The Bellingham Review is pleased to announce the publication of the first issue under the editorship of S. Paola Antonetta, Issue 72, which includes a special section of new writing from Hong Kong titled “Hong Kong: After Occupy,” the winners of our annual literary contests, as well as a remarkable collection of stories, poems, and essays from US and international writers. With a fresh design, both inside and out, including new cover art from Susan Bennerstrom, we can’t wait to share it with you.
Marking the first of four Spring issues of the Bellingham Review which will feature a folio of international writing, Issue 72’s “Hong Kong: After Occupy” contains eight essays, poems, and short stories from Hong Kong writers, including the essay, “Everyone Could be Batman,” which explores the way the Occupy Hong Kong movement drew on American superhero iconography. A short story, “Fouis Vuitton,” explores the life of a family supporting themselves by creating and selling designer knockoffs in a Hong Kong street market. S. Paola Antonetta praises the work as “politically candid and gripping,” and heralds the publication of this special section as “a coup” for both the journal and Western Washington University.
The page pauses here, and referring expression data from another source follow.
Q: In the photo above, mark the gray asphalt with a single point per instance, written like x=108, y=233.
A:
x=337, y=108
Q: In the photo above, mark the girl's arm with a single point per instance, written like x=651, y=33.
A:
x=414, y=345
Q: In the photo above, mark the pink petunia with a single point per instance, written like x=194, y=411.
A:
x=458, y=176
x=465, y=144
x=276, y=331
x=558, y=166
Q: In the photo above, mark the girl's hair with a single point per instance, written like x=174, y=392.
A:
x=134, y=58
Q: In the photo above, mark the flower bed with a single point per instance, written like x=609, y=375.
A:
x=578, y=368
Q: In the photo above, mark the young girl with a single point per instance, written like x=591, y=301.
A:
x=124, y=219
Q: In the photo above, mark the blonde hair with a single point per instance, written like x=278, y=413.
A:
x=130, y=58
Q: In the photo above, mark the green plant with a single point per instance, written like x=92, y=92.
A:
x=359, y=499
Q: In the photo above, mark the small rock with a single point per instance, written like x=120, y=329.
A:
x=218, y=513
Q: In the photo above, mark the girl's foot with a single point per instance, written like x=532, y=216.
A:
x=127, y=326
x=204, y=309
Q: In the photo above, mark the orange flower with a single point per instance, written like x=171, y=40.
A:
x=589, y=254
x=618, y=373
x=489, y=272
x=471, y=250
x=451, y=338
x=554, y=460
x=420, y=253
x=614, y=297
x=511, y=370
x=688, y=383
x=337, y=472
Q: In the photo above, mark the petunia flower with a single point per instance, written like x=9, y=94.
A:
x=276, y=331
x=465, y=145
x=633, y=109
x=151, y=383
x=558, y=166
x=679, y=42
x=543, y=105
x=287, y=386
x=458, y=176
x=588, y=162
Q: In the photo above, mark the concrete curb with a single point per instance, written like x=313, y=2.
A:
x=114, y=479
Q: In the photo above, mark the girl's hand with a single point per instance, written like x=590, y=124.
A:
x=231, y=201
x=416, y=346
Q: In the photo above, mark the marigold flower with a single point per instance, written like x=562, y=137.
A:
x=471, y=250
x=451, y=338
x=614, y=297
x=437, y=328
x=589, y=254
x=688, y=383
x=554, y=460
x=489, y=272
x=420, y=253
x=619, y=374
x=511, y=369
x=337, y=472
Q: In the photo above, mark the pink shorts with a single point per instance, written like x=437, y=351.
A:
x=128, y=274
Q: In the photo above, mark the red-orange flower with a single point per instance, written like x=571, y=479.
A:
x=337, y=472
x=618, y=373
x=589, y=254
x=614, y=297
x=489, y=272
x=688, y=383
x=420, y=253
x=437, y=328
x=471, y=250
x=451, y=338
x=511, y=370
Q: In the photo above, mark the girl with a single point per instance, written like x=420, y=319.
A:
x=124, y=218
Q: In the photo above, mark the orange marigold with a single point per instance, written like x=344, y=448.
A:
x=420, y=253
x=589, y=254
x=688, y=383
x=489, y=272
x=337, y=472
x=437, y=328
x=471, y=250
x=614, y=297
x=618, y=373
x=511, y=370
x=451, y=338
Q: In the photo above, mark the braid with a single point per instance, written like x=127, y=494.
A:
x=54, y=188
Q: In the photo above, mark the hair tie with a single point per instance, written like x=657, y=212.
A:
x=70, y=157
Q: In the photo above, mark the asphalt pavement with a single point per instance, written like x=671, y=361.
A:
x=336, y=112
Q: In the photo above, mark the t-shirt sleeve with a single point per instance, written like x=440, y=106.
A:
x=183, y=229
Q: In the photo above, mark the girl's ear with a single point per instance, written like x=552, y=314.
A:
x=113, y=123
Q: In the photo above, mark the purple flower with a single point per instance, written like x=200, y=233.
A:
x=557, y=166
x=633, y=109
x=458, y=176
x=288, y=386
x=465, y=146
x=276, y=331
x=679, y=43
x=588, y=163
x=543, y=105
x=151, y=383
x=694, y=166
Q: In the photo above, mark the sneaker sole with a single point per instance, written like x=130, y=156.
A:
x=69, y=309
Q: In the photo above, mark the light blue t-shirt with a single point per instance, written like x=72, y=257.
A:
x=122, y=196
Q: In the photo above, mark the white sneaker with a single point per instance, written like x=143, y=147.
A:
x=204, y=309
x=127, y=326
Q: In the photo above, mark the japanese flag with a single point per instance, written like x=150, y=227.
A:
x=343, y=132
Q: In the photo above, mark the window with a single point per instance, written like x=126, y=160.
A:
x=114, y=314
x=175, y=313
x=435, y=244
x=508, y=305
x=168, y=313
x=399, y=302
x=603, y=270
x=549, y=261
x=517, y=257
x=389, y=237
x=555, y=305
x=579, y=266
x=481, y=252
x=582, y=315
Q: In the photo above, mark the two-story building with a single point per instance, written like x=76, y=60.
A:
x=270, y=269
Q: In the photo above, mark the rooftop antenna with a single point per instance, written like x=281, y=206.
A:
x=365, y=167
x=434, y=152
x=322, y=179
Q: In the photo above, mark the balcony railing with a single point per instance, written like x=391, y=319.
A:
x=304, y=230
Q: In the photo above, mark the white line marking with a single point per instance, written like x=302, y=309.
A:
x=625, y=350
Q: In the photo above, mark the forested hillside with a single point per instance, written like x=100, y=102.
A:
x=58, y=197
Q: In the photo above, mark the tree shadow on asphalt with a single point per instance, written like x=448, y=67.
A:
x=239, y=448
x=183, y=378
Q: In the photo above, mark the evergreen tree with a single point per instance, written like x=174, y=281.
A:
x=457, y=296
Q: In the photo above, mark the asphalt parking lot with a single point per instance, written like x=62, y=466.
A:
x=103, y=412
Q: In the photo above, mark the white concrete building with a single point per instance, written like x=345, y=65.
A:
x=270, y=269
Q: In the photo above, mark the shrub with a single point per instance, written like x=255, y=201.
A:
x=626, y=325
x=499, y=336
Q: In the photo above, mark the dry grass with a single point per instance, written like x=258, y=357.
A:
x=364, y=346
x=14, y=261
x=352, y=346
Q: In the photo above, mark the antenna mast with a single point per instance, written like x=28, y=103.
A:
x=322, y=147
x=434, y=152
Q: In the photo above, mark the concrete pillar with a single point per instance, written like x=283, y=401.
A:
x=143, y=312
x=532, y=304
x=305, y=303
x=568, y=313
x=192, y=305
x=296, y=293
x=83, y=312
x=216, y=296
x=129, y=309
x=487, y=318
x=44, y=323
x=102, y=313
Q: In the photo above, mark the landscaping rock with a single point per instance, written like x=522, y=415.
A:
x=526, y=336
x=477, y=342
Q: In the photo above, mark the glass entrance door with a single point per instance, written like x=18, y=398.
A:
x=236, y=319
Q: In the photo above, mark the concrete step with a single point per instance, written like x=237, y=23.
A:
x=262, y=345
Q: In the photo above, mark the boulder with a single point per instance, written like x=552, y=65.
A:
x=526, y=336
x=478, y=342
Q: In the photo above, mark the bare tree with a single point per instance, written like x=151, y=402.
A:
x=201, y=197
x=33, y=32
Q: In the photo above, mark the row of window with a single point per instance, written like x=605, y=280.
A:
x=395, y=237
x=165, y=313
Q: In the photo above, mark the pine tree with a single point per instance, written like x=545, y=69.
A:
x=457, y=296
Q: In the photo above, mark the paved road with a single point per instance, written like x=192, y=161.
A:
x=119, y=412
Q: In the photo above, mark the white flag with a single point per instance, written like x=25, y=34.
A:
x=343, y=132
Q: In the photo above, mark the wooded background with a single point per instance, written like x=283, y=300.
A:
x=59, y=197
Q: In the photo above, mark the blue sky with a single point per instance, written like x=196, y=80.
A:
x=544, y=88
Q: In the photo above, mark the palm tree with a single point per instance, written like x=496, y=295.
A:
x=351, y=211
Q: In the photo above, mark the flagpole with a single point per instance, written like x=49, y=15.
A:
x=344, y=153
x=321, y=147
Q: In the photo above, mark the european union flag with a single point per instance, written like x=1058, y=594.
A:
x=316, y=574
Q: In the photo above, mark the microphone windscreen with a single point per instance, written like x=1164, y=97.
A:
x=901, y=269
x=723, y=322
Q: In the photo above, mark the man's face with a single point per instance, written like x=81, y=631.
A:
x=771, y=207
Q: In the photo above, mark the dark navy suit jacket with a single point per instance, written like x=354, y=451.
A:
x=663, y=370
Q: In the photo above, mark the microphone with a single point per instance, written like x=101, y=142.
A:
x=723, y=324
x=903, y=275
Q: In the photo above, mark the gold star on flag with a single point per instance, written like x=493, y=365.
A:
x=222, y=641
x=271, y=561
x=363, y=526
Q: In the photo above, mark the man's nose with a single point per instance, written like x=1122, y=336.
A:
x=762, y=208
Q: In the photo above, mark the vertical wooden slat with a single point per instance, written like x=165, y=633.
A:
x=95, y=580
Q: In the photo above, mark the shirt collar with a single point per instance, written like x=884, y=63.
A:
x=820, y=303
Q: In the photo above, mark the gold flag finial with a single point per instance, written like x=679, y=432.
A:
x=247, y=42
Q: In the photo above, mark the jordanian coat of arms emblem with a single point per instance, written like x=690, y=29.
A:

Contest judge Bruce Beasley selected Holden’s poem, “For My Aspirated,” as the recipient of the 49th Parallel Award for Poetry. Beasley said the poem “stunned me every time I reread it for its collision of mystery and absolute clarity . . . its insistent repetitions and piled-on rhetorical questions pounding against the unplumbable mysteries of loss.”
Roe’s short story, “Notes From Lazarus,” earned the Tobias Wolff Award for Fiction. Contest judge Kristiana Kahakauwila called the story, “a lovely meditation on love, devotion, and hope . . . finely crafted and controlled but never overwrought.”
S. Paola Antonetta, contest judge for the Annie Dillard Award for Creative Nonfiction, described the pleasures of reading this year’s winner: “‘This Sonata, into the third movement’ is an essay that puns deeply to get at the deep truths of all those ways in which language, like life, evades our meanings for it. Divided, like a musical piece, into movements, ‘This Sonata’ evokes movement itself in all its forms . . . Piercingly lyric, haunting in its details.”